Für die Produktion der „Spirit of Ecstasy“-Figuren wird ein besonderes Feingussverfahren benutzt, das man auch als „Lost Wax“-Methode, ein Wachsausschmelzverfahren, bezeichnet. Es beginnt am Computer mit einem 3D-Abbild des Originals, aus dem im nächsten Schritt ein Werkzeug entsteht, dessen kleinste Details zusätzlich von Spezialisten mit extrem feinen Messern nachgearbeitet werden. Damit lässt sich ein perfektes Wachsmodell der Figur als Positivform erstellen, die zusätzlich einen Keramiküberzug erhält. Wenn alles getrocknet ist, wird diese in einer Gussform weggeschmolzen und durch flüssiges Edelmetall bei 1.600 Celsius Hitze ersetzt. Doch das ist noch lange nicht das Ende. Jetzt schlägt nämlich erst die Stunde des „Finishing Department“. „Peening“ nennt sich ein spezielles, sehr schonendes Strahlverfahren mit kleinsten rostfreien Stahlkügelchen, keines dicker als 0,04 Millimeter.
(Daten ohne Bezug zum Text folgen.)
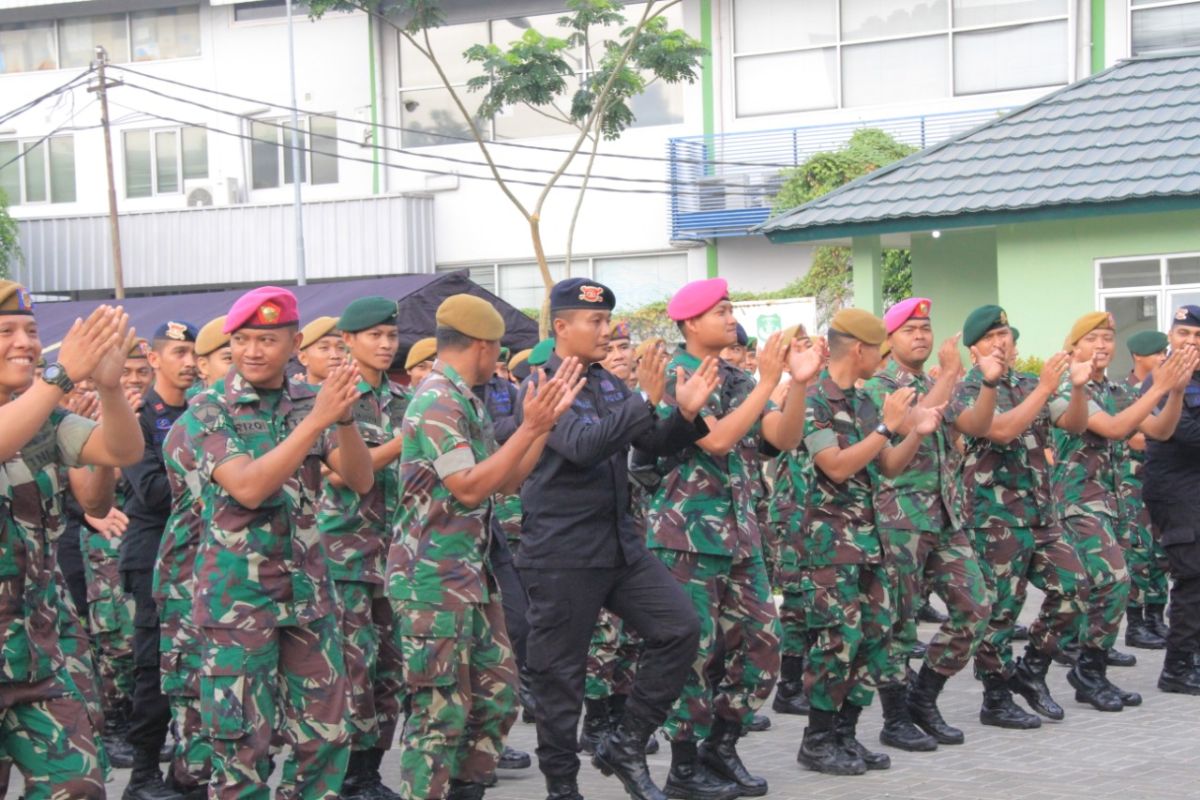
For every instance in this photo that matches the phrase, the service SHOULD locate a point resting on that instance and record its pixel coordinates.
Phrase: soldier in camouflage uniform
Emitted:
(357, 533)
(1009, 510)
(703, 525)
(1087, 475)
(45, 727)
(174, 584)
(1145, 624)
(459, 666)
(840, 559)
(264, 601)
(919, 527)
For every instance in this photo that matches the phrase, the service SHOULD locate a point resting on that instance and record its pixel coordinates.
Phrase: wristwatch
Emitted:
(55, 376)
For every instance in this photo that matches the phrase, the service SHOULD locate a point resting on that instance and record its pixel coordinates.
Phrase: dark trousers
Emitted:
(151, 709)
(564, 606)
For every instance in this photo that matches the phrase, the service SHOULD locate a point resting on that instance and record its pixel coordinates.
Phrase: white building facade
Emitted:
(390, 182)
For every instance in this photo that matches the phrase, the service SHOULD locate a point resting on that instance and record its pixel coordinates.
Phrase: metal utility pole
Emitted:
(301, 278)
(101, 90)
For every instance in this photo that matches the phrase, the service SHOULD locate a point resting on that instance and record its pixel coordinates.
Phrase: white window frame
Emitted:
(731, 56)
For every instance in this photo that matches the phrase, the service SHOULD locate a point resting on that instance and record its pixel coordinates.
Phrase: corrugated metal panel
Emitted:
(231, 245)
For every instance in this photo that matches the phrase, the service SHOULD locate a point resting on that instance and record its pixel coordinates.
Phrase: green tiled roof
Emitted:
(1125, 138)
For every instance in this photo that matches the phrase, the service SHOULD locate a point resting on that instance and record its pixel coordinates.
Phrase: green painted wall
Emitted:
(957, 271)
(1047, 275)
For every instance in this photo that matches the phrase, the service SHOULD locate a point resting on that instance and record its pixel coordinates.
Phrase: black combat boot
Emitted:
(1155, 613)
(898, 728)
(622, 752)
(1087, 678)
(1030, 681)
(597, 723)
(845, 728)
(719, 753)
(1180, 673)
(999, 708)
(562, 787)
(790, 696)
(820, 750)
(1139, 632)
(145, 780)
(923, 708)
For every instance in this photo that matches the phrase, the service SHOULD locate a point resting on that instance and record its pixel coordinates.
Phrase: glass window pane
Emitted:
(983, 60)
(1165, 29)
(137, 163)
(78, 40)
(196, 152)
(761, 90)
(762, 25)
(63, 169)
(35, 173)
(1185, 269)
(1132, 316)
(166, 155)
(10, 174)
(969, 13)
(1120, 275)
(324, 149)
(264, 155)
(894, 72)
(449, 43)
(25, 47)
(166, 34)
(430, 116)
(879, 18)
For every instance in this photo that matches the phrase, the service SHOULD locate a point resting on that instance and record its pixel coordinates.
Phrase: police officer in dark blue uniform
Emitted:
(581, 552)
(1171, 492)
(148, 506)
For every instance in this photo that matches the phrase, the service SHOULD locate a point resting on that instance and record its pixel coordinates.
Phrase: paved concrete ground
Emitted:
(1144, 753)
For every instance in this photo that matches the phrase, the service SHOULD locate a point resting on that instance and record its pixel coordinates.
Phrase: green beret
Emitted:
(472, 317)
(1147, 343)
(367, 312)
(981, 320)
(862, 325)
(540, 353)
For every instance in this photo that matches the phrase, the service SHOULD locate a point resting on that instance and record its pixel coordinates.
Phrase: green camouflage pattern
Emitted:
(708, 504)
(1012, 558)
(439, 551)
(738, 620)
(461, 678)
(924, 495)
(252, 679)
(850, 618)
(257, 567)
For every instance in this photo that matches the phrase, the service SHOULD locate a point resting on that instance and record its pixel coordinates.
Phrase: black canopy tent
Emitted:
(418, 298)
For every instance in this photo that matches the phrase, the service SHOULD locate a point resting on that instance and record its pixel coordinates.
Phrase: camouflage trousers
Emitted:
(47, 734)
(1012, 558)
(179, 671)
(461, 679)
(246, 677)
(1108, 578)
(612, 659)
(111, 620)
(849, 619)
(738, 624)
(943, 563)
(372, 663)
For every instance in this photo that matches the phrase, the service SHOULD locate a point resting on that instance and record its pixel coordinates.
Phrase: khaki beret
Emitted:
(1089, 323)
(472, 317)
(421, 350)
(211, 337)
(863, 325)
(15, 299)
(316, 330)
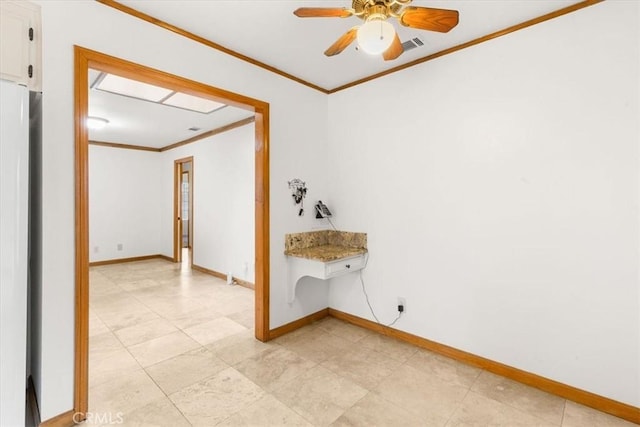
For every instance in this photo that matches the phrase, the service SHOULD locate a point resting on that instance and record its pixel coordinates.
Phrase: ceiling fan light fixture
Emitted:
(375, 36)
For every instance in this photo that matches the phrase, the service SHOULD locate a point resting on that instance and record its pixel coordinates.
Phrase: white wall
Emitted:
(124, 203)
(298, 125)
(224, 201)
(499, 188)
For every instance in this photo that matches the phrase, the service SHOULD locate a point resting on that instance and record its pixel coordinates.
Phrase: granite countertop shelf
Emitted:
(325, 245)
(326, 253)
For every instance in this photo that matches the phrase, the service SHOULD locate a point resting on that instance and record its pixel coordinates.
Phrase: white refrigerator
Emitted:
(14, 222)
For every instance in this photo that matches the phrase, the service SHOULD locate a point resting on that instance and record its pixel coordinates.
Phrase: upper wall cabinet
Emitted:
(20, 43)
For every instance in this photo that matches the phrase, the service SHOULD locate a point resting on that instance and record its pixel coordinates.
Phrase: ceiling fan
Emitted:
(377, 35)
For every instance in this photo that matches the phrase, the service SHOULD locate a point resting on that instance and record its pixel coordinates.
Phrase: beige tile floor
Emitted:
(171, 347)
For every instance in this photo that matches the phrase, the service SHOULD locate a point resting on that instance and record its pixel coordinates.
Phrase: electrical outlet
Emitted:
(402, 302)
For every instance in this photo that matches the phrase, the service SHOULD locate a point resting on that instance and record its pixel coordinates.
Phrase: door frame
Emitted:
(177, 207)
(84, 59)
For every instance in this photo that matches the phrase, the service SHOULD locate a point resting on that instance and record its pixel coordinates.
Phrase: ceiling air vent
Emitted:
(412, 44)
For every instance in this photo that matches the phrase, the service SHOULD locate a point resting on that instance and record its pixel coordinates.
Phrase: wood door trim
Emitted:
(85, 59)
(177, 198)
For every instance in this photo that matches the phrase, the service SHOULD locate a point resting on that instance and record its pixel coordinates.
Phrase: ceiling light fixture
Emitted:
(376, 36)
(96, 123)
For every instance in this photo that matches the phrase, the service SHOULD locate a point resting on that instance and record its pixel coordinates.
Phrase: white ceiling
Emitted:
(267, 30)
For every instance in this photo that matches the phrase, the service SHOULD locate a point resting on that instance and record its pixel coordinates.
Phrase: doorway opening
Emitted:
(183, 212)
(86, 59)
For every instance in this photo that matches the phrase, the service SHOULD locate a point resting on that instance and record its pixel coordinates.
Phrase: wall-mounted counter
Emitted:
(323, 255)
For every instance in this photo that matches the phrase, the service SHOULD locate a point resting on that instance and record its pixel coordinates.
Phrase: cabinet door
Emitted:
(20, 43)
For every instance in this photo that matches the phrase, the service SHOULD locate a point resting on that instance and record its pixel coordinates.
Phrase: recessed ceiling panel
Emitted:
(133, 88)
(194, 103)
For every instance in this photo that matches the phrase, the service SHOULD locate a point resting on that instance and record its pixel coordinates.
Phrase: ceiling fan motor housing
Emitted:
(374, 9)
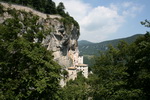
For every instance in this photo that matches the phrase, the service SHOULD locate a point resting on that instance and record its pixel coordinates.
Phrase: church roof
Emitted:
(71, 68)
(84, 65)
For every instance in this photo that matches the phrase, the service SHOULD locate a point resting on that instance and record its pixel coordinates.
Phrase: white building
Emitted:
(83, 68)
(72, 73)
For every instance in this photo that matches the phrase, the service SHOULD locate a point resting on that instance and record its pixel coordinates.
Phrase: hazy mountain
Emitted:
(89, 48)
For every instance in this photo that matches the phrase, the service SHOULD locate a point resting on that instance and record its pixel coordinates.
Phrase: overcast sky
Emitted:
(102, 20)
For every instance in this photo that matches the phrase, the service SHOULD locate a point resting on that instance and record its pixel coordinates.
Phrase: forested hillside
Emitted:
(29, 72)
(89, 48)
(48, 7)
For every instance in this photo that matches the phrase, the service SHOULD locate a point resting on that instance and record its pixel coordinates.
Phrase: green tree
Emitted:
(110, 76)
(27, 69)
(76, 89)
(139, 70)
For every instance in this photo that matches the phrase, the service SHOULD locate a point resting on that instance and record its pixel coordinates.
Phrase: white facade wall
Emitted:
(80, 60)
(72, 73)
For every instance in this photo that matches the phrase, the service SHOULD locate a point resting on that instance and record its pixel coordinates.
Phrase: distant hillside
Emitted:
(89, 48)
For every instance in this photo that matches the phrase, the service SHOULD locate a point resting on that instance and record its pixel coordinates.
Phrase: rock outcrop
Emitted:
(60, 38)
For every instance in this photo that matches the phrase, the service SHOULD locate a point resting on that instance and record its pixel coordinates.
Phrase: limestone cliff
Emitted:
(59, 37)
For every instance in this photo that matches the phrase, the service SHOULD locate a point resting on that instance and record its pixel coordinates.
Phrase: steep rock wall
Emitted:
(59, 38)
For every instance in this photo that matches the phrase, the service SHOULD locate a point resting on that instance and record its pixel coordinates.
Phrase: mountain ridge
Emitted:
(89, 48)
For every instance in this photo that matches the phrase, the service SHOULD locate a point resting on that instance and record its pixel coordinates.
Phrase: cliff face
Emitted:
(59, 38)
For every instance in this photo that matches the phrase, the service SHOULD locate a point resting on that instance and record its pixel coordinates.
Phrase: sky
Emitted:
(102, 20)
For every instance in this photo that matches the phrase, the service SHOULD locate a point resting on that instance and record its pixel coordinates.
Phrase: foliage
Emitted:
(76, 90)
(123, 73)
(89, 48)
(27, 69)
(48, 7)
(139, 64)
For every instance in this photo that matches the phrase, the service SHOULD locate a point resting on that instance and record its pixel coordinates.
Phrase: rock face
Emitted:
(61, 42)
(60, 38)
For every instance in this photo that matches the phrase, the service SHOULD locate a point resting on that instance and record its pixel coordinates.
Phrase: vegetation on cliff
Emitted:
(27, 69)
(48, 7)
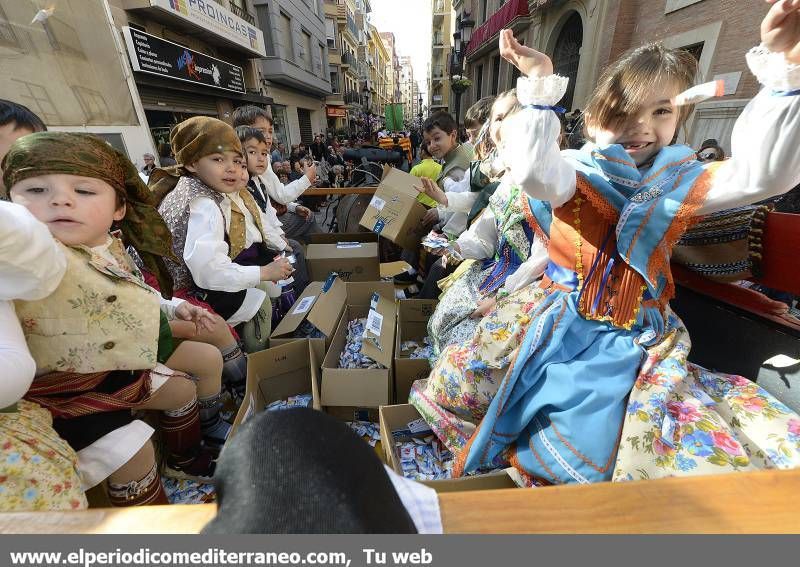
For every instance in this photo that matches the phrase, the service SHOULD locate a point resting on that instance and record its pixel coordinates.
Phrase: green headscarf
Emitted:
(191, 140)
(86, 155)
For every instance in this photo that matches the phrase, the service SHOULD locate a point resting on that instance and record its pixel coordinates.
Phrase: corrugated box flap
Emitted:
(328, 307)
(300, 310)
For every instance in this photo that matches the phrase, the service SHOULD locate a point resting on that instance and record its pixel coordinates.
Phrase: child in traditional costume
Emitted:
(99, 337)
(619, 206)
(218, 239)
(39, 469)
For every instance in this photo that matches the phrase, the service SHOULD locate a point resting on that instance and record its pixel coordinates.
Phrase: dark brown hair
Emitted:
(625, 85)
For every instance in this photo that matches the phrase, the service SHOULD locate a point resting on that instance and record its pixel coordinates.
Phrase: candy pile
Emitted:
(301, 401)
(424, 458)
(424, 350)
(435, 242)
(183, 491)
(368, 431)
(351, 356)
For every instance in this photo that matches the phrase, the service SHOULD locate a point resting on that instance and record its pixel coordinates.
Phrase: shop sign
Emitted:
(156, 56)
(216, 19)
(336, 112)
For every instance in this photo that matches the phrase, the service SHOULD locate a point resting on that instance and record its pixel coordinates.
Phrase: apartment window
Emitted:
(330, 32)
(308, 55)
(286, 36)
(495, 74)
(265, 22)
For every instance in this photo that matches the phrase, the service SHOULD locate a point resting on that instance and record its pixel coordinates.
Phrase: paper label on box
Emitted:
(377, 203)
(374, 324)
(251, 409)
(304, 304)
(418, 425)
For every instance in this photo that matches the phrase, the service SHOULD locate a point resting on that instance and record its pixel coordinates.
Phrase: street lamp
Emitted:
(460, 42)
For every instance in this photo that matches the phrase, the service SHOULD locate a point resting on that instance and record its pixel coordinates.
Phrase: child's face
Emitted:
(645, 132)
(77, 210)
(256, 153)
(266, 128)
(10, 133)
(221, 171)
(500, 111)
(440, 142)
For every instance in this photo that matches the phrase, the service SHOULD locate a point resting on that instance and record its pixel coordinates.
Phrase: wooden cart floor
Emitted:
(760, 502)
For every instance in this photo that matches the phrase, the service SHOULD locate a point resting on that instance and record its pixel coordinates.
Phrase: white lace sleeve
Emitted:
(546, 91)
(772, 70)
(765, 161)
(529, 143)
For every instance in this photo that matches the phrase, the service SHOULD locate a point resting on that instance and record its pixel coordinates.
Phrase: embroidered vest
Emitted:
(102, 317)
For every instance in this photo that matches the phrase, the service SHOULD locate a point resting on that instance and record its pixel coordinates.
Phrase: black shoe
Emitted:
(404, 278)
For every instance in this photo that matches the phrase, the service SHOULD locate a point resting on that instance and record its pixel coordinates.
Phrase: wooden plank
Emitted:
(322, 191)
(759, 502)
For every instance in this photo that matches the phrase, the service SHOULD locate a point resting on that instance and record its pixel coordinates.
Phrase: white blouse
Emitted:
(480, 242)
(765, 160)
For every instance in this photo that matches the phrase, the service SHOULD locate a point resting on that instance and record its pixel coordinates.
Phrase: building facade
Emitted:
(295, 69)
(442, 15)
(584, 37)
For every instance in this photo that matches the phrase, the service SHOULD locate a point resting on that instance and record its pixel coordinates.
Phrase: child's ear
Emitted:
(119, 214)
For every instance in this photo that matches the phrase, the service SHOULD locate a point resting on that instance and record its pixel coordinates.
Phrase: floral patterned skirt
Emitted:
(38, 470)
(682, 419)
(466, 376)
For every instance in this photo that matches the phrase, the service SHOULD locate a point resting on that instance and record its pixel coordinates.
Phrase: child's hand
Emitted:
(431, 217)
(432, 190)
(780, 29)
(310, 171)
(485, 306)
(529, 61)
(276, 270)
(202, 319)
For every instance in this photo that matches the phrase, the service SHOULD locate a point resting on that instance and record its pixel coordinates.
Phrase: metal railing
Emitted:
(242, 13)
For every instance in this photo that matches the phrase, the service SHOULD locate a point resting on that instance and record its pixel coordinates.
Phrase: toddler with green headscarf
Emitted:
(99, 338)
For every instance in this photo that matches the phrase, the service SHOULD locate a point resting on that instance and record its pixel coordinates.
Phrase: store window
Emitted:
(281, 134)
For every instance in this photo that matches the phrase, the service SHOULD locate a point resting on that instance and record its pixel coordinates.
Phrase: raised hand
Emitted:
(529, 61)
(780, 29)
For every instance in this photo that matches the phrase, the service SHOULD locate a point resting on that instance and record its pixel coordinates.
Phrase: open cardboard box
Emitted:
(394, 211)
(344, 390)
(412, 325)
(396, 418)
(276, 374)
(321, 308)
(354, 256)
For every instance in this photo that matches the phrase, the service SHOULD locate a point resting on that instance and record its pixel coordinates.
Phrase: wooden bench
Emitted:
(758, 502)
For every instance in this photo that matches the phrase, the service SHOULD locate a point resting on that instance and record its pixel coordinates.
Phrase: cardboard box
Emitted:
(321, 309)
(361, 388)
(397, 417)
(276, 374)
(394, 211)
(354, 256)
(412, 325)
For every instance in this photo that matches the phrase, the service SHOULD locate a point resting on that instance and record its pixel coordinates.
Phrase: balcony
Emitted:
(352, 97)
(505, 17)
(242, 13)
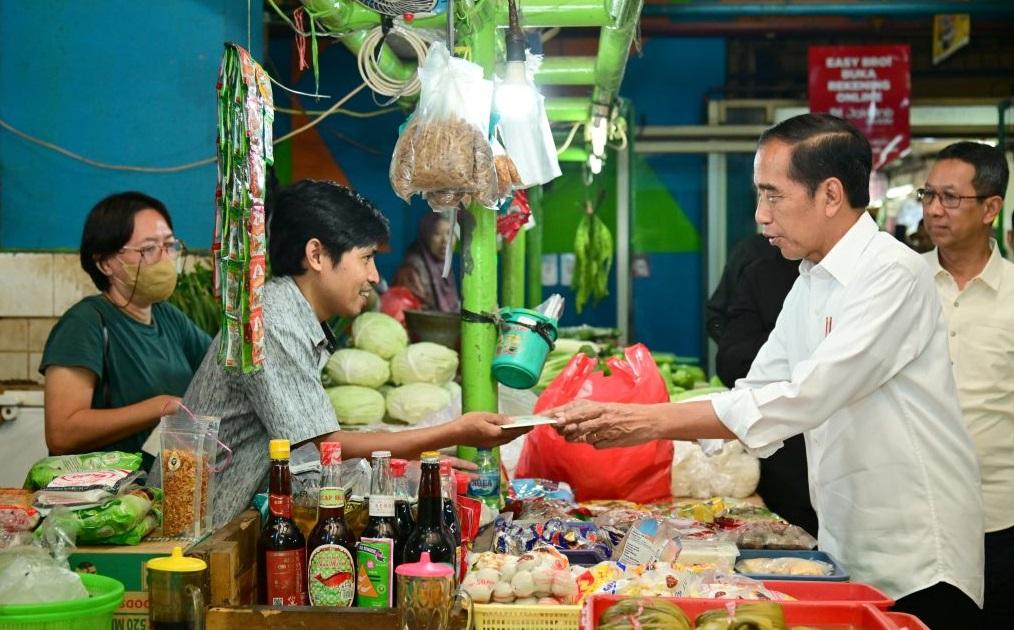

Damit werden alle Gussrückstände entfernt. Ganz am Schluss dieser aufwendigen Prozedur kommt die Stunde der Polierer, die mit viel Fingerspitzengefühl und noch mehr Zeit jenen besonderen Hochglanz erzeugen, der jede Emily so ungemein kostbar schimmern lässt.
Zum Schutz der bei Dieben und Souvenirjägern äußerst beliebten Kühlerfigur verschwindet diese schon seit Jahren im Inneren des monumentalen Grills, wenn der Besitzer den Wagen parkt. Umso schöner ist dann ihre „Auferstehung“ bei jeder neuen Fahrt. So sorgte dereinst eine automobile Mode für die wohl schönste und berühmteste Kühlerfigur aller Zeiten.
Unverkennbar ein Rolls-Royce. Die wohl berühmteste Kühlerfigur der Welt, hier an einem Rolls-Royce Phantom II Park Ward Touring Saloon.
Zum Schutz vor Langfingern zieht sich „Emily“ schon seit Jahren beim Parken ins Innere der Kühlermaske zurück.
Auch wenn manche das gerne glauben, die „Flying Lady“ breitet keine Flügel, sondern ihre Arme aus, der „Fahrtwind“ bläht den Stoff ihres dünnen Kleids.
Sie soll Modell für die Figur „Spirit of Ecstasy“ gestanden haben, Eleanor Thornton. Doch wirklich sicher verbürgt ist das nicht.